I thought grit would help kids navigate a rapidly evolving world of work. I thought grit would be key to not giving up when learning new skills, looking for a job, or starting a business.
But, over the past few months, I began to notice that a number of teachers who I follow on Twitter think their students have plenty of grit. Some teachers have students whose day-to-day lives are such that just showing up at school takes grit. Which, got me thinking. Maybe it’s not a lack of grit that causes people to give up too quickly. Maybe it’s a lack of patience.
From there, I started to see, in a new light, the incredible amount of pressure businesses face to be faster. Ship faster. Grow faster. Launch faster. With all this focus on faster, it would be easy to lose perspective. Perhaps, making patience a skill more savvy than grit.
Finally, through my own experiences, I was reminded how quickly patience can be lost.
We’re not at risk of losing any other skill as quickly as we lose patience. It would take years for me to lose my ability to research or write. But, my patience. Well, that can be gone in an instant.
We’ve all looked for a job at some point in our career. We can likely remember how it felt when we lost patience. Why haven’t I had an interview? Is there something wrong with my resume? Is there something wrong with me?
When we don’t achieve results in the timeframe we think is reasonable, suddenly we find ourselves doubting everything we’ve ever done.

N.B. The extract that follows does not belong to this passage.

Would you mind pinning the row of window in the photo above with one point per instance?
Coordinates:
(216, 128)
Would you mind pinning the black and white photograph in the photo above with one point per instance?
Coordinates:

With one exception. We never seem to question whether we even gave ourselves enough time.
The reality is, in today’s world, despite its fast pace, identities take time to build. Ideas take time to spread. Careers and businesses grow by giving them enough time. And, it’s the giving of the time. The waiting, that requires the patience.
There’s no master timeline against which we all get judged. Each idea, each identity will take its own unique time, along its own unique route.
For today’s kids, this may be hard to understand. All through school, with enough hard work, their results could improve. There was a master timeline, sectioned into semesters or quarters. And, success was numerically or alphabetically apparent.
So, patience becomes key. The key to transitioning from a world of school to a world of work. A world where the time to achieve results is not broken into nine-week increments. Success is not measured by a grading scale.
Thirty years ago, it wasn’t necessary to teach kids patience. Or, to explain how the world of work was different from the world of school. They were virtually identical. Careers were linear, progressing on the proverbial ladder. Just like we progressed from being Kindergarteners to being Seniors. And, success was measured by salary. Just like grades, salaries were scaled too.
But, that world of work no longer exists. Career paths now zig and zag. Freelancers make up nearly 1/3 of the workforce. And, starting a business takes nothing more than a laptop and phone.
Running full speed into this new world, without any patience, is not a good idea. Having a good deal of grit, without any patience, is also not a good idea.
In today’s world of work, there is no amount of hard work that can remove the need for time. You can work 80 hour weeks to try to grow your business faster — which might appear very gritty — but lasting growth takes time. You can spend a lot of money on social media ads to move your idea around faster — but an idea needs time to stick before it can spread.
So, it seems that patience is more important than grit. At least in today and tomorrow’s world of work. A world where we prioritize speed, but need time. Time to build. Time to grow. Time to see what can be achieved with a bit perseverance and a good deal of patience.